Marialy Rivas sigue aquí con esa crítica feroz a la opresión religiosa —y específicamente sobre las mujeres— que desarrollaba desde lo cómico en su largometraje anterior, Joven y alocada (2012). Las reglas le parecen inofensivas y caprichosas pero, según se suceden las situaciones, la mirada de la niña capta a su alrededor detalles y escenas que no acaba de comprender en todo sus horror. Carente de las herramientas necesarias para procesar sus emociones o entender exactamente lo que le sucede a sí misma o en su entorno, las reflexiones entre susurros dentro de su cabeza se configuran como intentos de crear una narrativa coherente que se adecúe a los sentimientos contradictorios y a los grandes cambios que está a punto de experimentar en la pubertad. Como una búsqueda de respuestas a la oscuridad que la envuelve y a los secretos que se esconden en ese gigantesco granero decorado como un templo con su símbolo de la doble cruz de neón. Esa capacidad de transformación de la que pretende aprovecharse Miguel utilizando a los jóvenes hombres y mujeres a su servicio en la secta también es la que la cineasta propone como posibilidad de emancipación, como arma de defensa contra el abuso. Porque el primer paso para combatirlo es ser consciente de que se es víctima del mismo.

El temor ante la inminente llegada de su primera regla y los intentos de ocultarlo la alejan de su rol impuesto dentro de la organización de este culto. «Tu cuerpo no es tuyo» llega a interpelarle una joven colaboracionista después de capturarla en el ejercicio de su autonomía sexual, subvirtiendo las exigencias del líder.

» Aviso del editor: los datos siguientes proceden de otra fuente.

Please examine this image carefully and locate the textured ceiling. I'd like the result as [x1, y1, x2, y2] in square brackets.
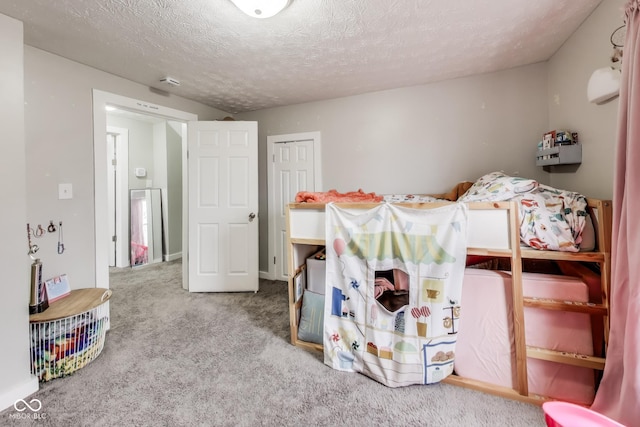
[0, 0, 601, 113]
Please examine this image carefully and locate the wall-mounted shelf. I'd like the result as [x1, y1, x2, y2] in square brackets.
[536, 144, 582, 166]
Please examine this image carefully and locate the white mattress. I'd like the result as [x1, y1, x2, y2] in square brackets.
[455, 268, 594, 404]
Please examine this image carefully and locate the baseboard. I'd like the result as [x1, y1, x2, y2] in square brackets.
[164, 252, 182, 261]
[0, 375, 39, 411]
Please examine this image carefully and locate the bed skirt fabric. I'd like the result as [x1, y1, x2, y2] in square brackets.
[323, 203, 467, 387]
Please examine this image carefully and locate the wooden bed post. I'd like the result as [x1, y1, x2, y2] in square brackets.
[509, 202, 529, 396]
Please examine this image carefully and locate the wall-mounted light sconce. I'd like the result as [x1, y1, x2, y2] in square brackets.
[587, 67, 620, 104]
[587, 25, 627, 104]
[231, 0, 289, 18]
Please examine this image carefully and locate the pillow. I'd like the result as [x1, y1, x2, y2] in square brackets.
[458, 172, 538, 202]
[298, 290, 324, 344]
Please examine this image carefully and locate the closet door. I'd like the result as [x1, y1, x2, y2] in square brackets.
[187, 122, 258, 292]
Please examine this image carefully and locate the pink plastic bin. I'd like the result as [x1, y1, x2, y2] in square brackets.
[542, 402, 625, 427]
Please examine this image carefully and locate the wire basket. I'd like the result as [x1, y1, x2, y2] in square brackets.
[30, 304, 109, 382]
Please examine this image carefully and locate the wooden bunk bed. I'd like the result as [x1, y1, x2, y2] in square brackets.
[286, 199, 611, 404]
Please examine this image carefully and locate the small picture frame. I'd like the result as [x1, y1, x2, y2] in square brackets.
[44, 274, 71, 303]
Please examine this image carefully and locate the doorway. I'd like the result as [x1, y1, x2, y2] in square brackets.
[267, 132, 322, 281]
[93, 90, 198, 288]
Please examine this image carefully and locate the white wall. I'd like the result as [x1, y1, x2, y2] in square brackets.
[236, 63, 548, 271]
[0, 15, 38, 411]
[23, 46, 228, 288]
[107, 117, 155, 189]
[548, 0, 626, 199]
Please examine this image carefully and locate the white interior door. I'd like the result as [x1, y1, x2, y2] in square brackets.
[107, 133, 116, 267]
[187, 121, 259, 292]
[107, 126, 129, 267]
[267, 132, 321, 280]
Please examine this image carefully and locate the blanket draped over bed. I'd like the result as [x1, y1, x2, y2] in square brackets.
[323, 203, 467, 387]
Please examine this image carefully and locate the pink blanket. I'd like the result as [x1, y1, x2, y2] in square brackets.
[296, 189, 383, 203]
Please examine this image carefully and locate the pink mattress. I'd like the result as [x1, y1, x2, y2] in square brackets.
[455, 268, 595, 404]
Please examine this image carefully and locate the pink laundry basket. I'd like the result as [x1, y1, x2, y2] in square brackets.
[542, 401, 625, 427]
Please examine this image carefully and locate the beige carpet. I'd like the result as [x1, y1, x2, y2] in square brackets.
[0, 261, 545, 427]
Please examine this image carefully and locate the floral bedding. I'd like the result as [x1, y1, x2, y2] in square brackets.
[458, 172, 587, 252]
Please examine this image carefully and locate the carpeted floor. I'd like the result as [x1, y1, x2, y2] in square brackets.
[0, 261, 545, 427]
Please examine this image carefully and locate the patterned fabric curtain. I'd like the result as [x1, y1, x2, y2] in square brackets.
[592, 0, 640, 426]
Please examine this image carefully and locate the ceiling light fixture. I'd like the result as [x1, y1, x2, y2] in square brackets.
[231, 0, 289, 18]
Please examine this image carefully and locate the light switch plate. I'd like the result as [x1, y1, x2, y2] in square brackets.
[58, 184, 73, 200]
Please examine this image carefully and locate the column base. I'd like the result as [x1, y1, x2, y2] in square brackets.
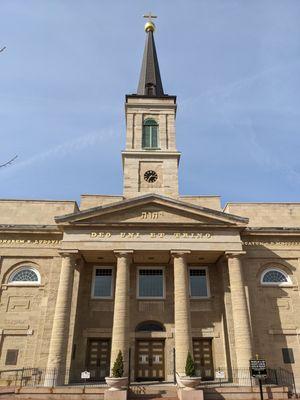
[104, 389, 127, 400]
[177, 388, 204, 400]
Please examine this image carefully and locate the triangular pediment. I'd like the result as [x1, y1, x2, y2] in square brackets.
[55, 194, 248, 227]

También es el momento clave en el que vemos la violencia explícita, directa y brutal que se desata siempre a través de sus ojos, apoyándose en el plano subjetivo y en el contraplano de su rostro en pos de la identificación y empatía absoluta con la víctima a la que los integrantes del grupo niegan su identidad, cosifican y explotan para unos fines que justifican su corrupción moral a través de una jerarquía de valores alienante y criminal.